福島で小児甲状腺がん多発の恐れ

①福島県県民健康調査による小児甲状腺がん発症状況
②津田敏秀岡山大教授によるベラルーシでの小児甲状腺がん発症状況
テレビ朝日系列の報道ステーションが原子力ムラから「攻撃」され、スタッフが窮状を訴えているという。理由は3月11日の番組内容だ。福島県内の子供たちに際立って甲状腺がんが多発しているが、福島県や関わっているガクシャたちは口をそろえて「放射線の影響は考えにくい」と否定している。しかし報道ステーションは大手メディアとして初めて、福島県や福島県立医大などの主張に根拠がないことを暴いた。旧ソ連チェルノブイリ原発事故では、事故から7、8年経って から甲状腺がん発症者が多発したという。
11日には参議院議員会館で国際NGO、FoEJapan主催の「311シンポジウム福島を忘れない」が開催され、定員200人の会場に400人が詰めかけた。ここでも福島県内の小児甲状腺がん検査の問題が指摘され、皆熱心に聞き入った。安倍政権や福島県、県立医大などは5年の節目で事態を収束させようとしている中、福島県の小児甲状腺がん多発の記事は大手マスコミではほとんど取り上げられてこなかった。報道ステーションが先駆となって全容解明に進むことが出来るだろうか。
▽30万人中166人が甲状腺がんと判明
福島県は事故後、放射線被ばくで発症する恐れのある小児甲状腺がんを県立医大だけが実施するという手法で検査している。これを基に、東大や長崎大の影響の強い専門家による県民健康調査検討委員会が県民調査結果をとりまとめている。検査は「先行検査」とした2011~13年の「一巡目検査」と、「本格検査」とする2014~15年の「二巡目検査」の2回行われており、一巡目検査では受診者約30万人から115人が甲状腺がんあるいはその疑いとされた。最大で2年間の幅しかない二巡目検査では受診者約23万6千人中51人が同じ診断となった。特に深刻なのは、一巡目で問題ないとされたA判定の人から47人がガンまたはその疑いとされたことだ。

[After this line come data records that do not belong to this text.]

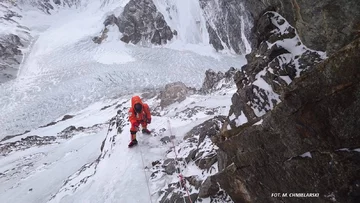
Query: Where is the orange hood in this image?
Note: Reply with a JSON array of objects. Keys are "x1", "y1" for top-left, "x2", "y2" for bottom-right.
[{"x1": 131, "y1": 96, "x2": 142, "y2": 108}]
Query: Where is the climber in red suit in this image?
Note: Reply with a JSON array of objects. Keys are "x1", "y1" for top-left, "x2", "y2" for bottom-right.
[{"x1": 129, "y1": 96, "x2": 151, "y2": 147}]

国立がんセンターの統計データなどによると、15~19歳の小児甲状腺がんは100万人に5人となっており、受信した約30万人の中から166人もの甲状腺がん発症というのはとてつもないデータである。それにもかかわらず、検討委は「放射線の影響は考えにくい」と主張しているが、その主な理由は、チェルノブイリ事故との比較で①発症年齢で福島は0~5歳以下の乳幼児の発症がゼロで異なる②福島事故のほうが被ばく線量は圧倒的に低い~の2点だ。
これに対して報道ステーションはウクライナとベラルーシで現地取材。チェルノブイリ爆発当時0~5歳以下だった乳幼児が実際に甲状腺がんを発症したのは、早くて事故から7、8年後だったことを、ベラルーシの国立甲状腺がんセンターなどから確認した。同スタッフが実際に取材したエカテリーナさん(31)は11ヶ月で被ばくしたが、甲状腺がんが見つかったのは14歳の時だったという。つまり14、5年経ってはじめて見つかるケースがあるということになる。
もう一点、被ばく量との関係では、原発から80キロ離れ、事故当時避難指示も出されていなかったウクライナのチェルニーヒウという町で50人以上に甲状腺がんが見つかったことを明らかにした。検討委の主張の根拠が怪しくなってきた。
▽「腑に落ちない」二巡目の発症データ
検討委はこれまで福島県で小児甲状腺がんが突出していることについて、「スクリーニング効果」と「過剰診断」を主張してきた。県下で一斉に検査を行ったことで、通常だったら見過ごされてきた甲状腺異常が発見されたというのがスクリーニング効果。過剰診断はたいしたがんでもないのに甲状腺がんと診断して手術まで行ってしまったというもの。しかし、この2つの説は二巡目で51人も甲状腺がんが見つかったことで破綻した。